Each corpus is open in read or read/write mode by the node. The personal corpus is local-only and is NEVER routable from other nodes (the service does not register a rag.query capability for it).

4.6 PDF extraction quality

pypdf is OK for digital PDFs. For scanned PDFs, OCR is needed; this is M-Phase-2 (ocr.* namespace). Ingest of a scanned PDF without OCR will produce empty chunks; service detects and returns bad_request with hint.

4.7 Query language detection

Optional: detect query language; pass as metadata filter to the store. MVP: detection skipped; caller's filter is respected.


5. Composition flow (typical user query)

UI β†’ bus.call("llm.chat", ..., body containing user message)
         ↓ (handler in LLM service, but UI may also explicitly call rag.query first)
UI β†’ bus.call("rag.query", (1,0), {params: {corpus: ...}, input: {query: ...}})
         ↓
RagService.handle_query
   β†’ bus.call("embed.text", (1,0), ...)       # may go remote
   β†’ CorpusStore.query β†’ list[ScoredChunk]
   β†’ return chunks with metadata
         ↓
UI builds prompt with chunks + question
UI β†’ bus.call("llm.chat", ..., messages including context)

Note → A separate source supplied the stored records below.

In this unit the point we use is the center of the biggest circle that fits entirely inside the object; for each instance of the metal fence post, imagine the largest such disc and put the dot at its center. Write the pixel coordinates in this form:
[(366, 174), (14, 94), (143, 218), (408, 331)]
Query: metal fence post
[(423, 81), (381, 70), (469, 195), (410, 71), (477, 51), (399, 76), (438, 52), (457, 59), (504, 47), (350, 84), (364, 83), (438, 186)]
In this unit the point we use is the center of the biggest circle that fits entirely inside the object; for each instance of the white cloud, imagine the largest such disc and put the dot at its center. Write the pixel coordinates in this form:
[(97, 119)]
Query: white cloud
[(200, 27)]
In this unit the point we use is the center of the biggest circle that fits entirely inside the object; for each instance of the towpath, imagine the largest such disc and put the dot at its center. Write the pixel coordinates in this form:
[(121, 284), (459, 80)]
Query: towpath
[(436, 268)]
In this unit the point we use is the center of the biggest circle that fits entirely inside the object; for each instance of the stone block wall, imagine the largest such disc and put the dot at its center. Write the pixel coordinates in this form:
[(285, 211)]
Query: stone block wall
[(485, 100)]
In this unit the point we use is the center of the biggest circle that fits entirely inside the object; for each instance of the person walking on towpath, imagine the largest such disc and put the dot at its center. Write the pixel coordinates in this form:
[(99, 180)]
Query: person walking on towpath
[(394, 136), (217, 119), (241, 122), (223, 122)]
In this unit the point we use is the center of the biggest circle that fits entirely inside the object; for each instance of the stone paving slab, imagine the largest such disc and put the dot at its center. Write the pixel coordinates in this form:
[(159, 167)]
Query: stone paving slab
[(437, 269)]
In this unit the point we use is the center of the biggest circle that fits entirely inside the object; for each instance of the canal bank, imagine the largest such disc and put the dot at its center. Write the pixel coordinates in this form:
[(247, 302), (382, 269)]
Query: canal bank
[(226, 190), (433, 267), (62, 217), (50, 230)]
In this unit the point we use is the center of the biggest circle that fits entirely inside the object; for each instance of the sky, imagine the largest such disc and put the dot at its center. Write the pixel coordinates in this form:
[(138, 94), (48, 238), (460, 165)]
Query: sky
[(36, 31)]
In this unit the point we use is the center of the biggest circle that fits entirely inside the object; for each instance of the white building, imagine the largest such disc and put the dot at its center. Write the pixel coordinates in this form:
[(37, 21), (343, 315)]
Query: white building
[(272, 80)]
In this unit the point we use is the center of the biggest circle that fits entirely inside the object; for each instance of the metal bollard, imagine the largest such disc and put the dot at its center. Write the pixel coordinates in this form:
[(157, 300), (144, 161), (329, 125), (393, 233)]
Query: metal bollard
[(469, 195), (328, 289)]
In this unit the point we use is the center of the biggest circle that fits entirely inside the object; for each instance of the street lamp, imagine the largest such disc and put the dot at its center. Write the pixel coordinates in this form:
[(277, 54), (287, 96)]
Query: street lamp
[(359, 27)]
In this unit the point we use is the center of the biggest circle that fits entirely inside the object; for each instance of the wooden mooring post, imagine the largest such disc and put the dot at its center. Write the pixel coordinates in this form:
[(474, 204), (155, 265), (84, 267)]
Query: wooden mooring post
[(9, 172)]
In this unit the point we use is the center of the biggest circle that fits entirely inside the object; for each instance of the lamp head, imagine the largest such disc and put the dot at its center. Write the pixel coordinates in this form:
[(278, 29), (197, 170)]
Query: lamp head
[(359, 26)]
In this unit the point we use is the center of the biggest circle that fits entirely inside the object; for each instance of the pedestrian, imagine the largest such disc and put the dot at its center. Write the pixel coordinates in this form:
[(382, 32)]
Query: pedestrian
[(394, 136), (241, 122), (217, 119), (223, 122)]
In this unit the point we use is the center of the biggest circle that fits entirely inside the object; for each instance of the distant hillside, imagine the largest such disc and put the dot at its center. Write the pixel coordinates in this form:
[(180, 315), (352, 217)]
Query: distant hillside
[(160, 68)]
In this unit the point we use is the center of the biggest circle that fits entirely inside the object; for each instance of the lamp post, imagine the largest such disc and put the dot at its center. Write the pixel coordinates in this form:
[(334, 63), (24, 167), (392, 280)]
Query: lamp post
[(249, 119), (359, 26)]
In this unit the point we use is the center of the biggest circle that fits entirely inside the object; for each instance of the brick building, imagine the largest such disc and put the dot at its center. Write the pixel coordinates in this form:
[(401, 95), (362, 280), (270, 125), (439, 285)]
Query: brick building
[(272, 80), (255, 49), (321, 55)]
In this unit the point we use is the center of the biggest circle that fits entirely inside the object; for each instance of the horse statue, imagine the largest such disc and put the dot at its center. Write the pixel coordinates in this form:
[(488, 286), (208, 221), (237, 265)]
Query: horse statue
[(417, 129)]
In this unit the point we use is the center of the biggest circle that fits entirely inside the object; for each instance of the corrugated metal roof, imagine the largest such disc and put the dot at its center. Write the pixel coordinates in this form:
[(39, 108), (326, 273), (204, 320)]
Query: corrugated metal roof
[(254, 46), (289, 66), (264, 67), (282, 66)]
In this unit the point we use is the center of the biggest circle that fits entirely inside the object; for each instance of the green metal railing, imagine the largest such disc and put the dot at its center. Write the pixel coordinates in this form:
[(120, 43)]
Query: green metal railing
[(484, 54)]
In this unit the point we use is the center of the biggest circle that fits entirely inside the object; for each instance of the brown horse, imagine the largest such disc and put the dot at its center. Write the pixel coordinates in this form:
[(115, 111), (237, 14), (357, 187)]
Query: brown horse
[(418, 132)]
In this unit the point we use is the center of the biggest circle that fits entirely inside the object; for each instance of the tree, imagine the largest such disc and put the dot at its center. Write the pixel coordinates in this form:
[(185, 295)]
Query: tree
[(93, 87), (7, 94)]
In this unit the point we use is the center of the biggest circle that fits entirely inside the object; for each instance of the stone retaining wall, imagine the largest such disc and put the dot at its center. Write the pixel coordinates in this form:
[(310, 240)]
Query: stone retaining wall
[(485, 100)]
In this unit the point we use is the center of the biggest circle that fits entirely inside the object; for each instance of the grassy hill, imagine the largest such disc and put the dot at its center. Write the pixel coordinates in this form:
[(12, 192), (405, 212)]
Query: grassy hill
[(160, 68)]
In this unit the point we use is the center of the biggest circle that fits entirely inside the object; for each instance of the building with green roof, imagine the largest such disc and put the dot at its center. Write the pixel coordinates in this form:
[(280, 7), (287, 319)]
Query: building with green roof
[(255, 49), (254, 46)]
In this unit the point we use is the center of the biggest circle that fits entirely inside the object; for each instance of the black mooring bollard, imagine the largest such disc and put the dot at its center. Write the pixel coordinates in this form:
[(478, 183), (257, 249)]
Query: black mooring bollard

The UI orchestrates this in M08. RAG service does NOT chain into the LLM itself.


6. Errors

Condition Wire code
Unknown corpus on query not_found
k > RAG_MAX_K bad_request
Blob not resolvable on ingest not_found
Unsupported MIME type on ingest bad_request
Caller not trusted for ingest unauthorized
Embedding model unavailable (no embed.text providers) partition (bus quarantine state)

7. Configuration

From X04 Β§3:

config.rag.enabled       # bool
config.rag.corpora_dir   # default <CACHE>/embeddings

Constants: RAG_CHUNK_TOKENS, RAG_CHUNK_OVERLAP_TOKENS, RAG_DEFAULT_K, RAG_MAX_K.


8. Tests

Unit

  • test_chunk_text_respects_paragraph_boundaries
  • test_chunk_pdf_carries_page_number
  • test_corpus_store_add_then_query_recovers_chunk
  • test_ingest_idempotent_on_doc_cid
  • test_query_handler_calls_embed_via_bus_not_direct_import
  • test_query_handler_rejects_unknown_corpus
  • test_personal_corpus_not_registered_as_capability

Integration

  • test_demo_corpus_query_returns_relevant_chunks β€” load the 6 demo PDFs, query, expect top hit
  • test_ingest_then_other_node_sees_event β€” two-node gossip
  • test_query_falls_back_to_remote_when_local_corpus_missing β€” two nodes, only one has corpus

9. Cross-references

What Where
rag.* wire spec CONTRACT Β§4.4–4.6
Service protocol M03 Β§4
Uses embed.text M11
Uses blob store M07 Β§3
Emits rag.document.ingested X02, CONTRACT Β§7.2
UI query composition M08 Β§4

10. Open questions

  1. Re-embedding when models change β€” if the configured embedding model changes, the existing corpora are stale. Decision (MVP): refuse to start with mismatched model; print a hearthnet rag reindex hint. Phase 2: auto-reindex.
  2. Federation of corpora β€” Phase 2: a corpus may be marked "federated" and queries fan out to other communities. Out of scope here.
  3. Reranking β€” Phase 2: a rerank.text@1.0 capability could be inserted between embedding and final ranking. Reserved namespace.
  4. Hybrid search β€” keyword + dense. ChromaDB has limited support. Phase 2.